Plan Your Retirement Savings With Retirement Calculator

With a retirement calculator, you can easily estimate how much money you will save for retirement. The retirement savings will help you live the life you’ve always wanted as your kids grow up and you stop working and have some time for yourself.

Pina coladas on the beach, a trip to Europe, Africa, or Asia, downtime with the family, doing some housework, devoting time to your hobbies—these are all the things you can achieve if you start thinking about your retirement income.

But, before you move onto that step, you can do some retirement planning by using the retirement calculator.

Table of Contents

    What is the Retirement Calculator?

    The retirement calculator allows you to estimate the savings in dollars. It will show you if you’re on track for the retirement you want. Whether you are getting ahead or falling behind, it is quite useful to know where you stand before you make any moves.

    To calculate your retirement savings, use this calculator.

    How to Use a Retirement Calculator?

    Using the retirement calculator isn’t too difficult. There’s some information that you need to submit to calculate how much money you expect to save for retirement.
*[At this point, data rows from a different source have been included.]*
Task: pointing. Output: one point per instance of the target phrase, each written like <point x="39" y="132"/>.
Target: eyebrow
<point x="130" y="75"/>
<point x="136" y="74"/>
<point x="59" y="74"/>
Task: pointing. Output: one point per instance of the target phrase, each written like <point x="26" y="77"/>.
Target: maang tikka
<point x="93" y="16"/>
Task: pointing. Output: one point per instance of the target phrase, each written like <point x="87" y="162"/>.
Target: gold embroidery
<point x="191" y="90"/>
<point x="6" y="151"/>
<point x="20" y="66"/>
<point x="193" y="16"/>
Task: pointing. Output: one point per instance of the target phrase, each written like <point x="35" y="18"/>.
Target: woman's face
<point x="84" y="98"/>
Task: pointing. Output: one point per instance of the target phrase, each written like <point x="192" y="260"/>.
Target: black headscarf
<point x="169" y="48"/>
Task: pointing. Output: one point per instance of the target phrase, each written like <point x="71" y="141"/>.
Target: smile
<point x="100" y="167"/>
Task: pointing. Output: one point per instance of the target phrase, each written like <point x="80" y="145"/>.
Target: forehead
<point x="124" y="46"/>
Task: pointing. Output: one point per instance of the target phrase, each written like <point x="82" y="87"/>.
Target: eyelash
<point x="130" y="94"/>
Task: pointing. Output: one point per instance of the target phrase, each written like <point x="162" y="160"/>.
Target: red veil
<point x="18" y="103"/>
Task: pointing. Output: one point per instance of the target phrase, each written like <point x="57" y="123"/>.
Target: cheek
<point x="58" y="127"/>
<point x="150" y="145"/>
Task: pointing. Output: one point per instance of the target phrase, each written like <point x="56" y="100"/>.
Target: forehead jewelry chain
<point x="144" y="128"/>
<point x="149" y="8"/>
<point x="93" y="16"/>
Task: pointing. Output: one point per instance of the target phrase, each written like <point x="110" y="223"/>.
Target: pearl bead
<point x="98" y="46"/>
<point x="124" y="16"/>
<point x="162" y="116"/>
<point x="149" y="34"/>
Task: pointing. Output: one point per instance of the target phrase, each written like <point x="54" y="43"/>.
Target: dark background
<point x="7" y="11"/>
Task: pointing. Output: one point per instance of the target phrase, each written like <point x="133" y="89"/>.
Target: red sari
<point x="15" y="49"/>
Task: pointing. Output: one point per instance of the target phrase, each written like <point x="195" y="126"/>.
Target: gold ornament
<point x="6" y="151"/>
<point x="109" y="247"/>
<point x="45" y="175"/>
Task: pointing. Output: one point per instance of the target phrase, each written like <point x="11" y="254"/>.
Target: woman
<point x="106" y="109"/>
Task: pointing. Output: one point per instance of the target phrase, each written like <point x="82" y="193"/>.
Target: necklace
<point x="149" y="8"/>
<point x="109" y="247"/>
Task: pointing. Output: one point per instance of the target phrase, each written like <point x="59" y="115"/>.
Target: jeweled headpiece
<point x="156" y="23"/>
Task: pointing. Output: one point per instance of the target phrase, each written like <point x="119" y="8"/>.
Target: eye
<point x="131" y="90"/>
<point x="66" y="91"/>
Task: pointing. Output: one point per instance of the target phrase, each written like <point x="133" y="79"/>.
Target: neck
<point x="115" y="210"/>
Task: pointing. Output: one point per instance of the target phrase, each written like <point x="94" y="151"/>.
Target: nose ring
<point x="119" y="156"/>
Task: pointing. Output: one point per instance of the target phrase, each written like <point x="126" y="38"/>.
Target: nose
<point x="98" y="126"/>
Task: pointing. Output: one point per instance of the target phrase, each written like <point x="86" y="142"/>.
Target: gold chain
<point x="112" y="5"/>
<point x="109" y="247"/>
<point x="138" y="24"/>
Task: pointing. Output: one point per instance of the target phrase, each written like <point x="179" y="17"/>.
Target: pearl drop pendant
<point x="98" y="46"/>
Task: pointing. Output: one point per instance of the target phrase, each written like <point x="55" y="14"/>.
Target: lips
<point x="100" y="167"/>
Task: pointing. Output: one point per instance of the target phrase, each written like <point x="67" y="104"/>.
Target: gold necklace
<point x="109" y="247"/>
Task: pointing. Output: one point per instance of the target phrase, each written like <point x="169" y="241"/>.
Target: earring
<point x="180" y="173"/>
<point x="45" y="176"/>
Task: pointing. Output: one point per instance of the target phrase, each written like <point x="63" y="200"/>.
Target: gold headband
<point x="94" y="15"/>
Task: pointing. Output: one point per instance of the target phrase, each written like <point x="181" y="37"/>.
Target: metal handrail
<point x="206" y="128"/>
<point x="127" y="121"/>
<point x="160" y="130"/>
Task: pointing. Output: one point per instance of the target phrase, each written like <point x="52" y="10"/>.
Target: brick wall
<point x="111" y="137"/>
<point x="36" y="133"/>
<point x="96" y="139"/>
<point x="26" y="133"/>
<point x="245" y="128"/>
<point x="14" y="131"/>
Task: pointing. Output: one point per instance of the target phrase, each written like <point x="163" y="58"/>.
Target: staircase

    The calculator is divided into two parts:

    • Pre-Retirement Assumptions
    • Post-Retirement Assumptions

    Pre-Retirement Assumptions Information

    Here, you need to include the amount that you have currently saved. After that, there’s the annual income, but also the inflation rate, which you can quickly check on Google. The current inflation rate in the US is 4.93%.

    After that, you need the contribution percentage, employer match percentage, and annual return rate percentage.

    Last but not least, you must add your current age and your retirement age. Here’s how it looks:

    Post-Retirement Assumptions Information

    In this part of the calculator, you get a chance to include the desired monthly income before tax. You can see the percentage of your monthly income, and the calculator will automatically show the monthly savings.

    In addition, there’s the monthly social security category in current dollars. If you don’t know the information here, the app will estimate social security benefits based on your age and income, which is good enough if you want to get an estimate and not an exact amount of the retirement savings.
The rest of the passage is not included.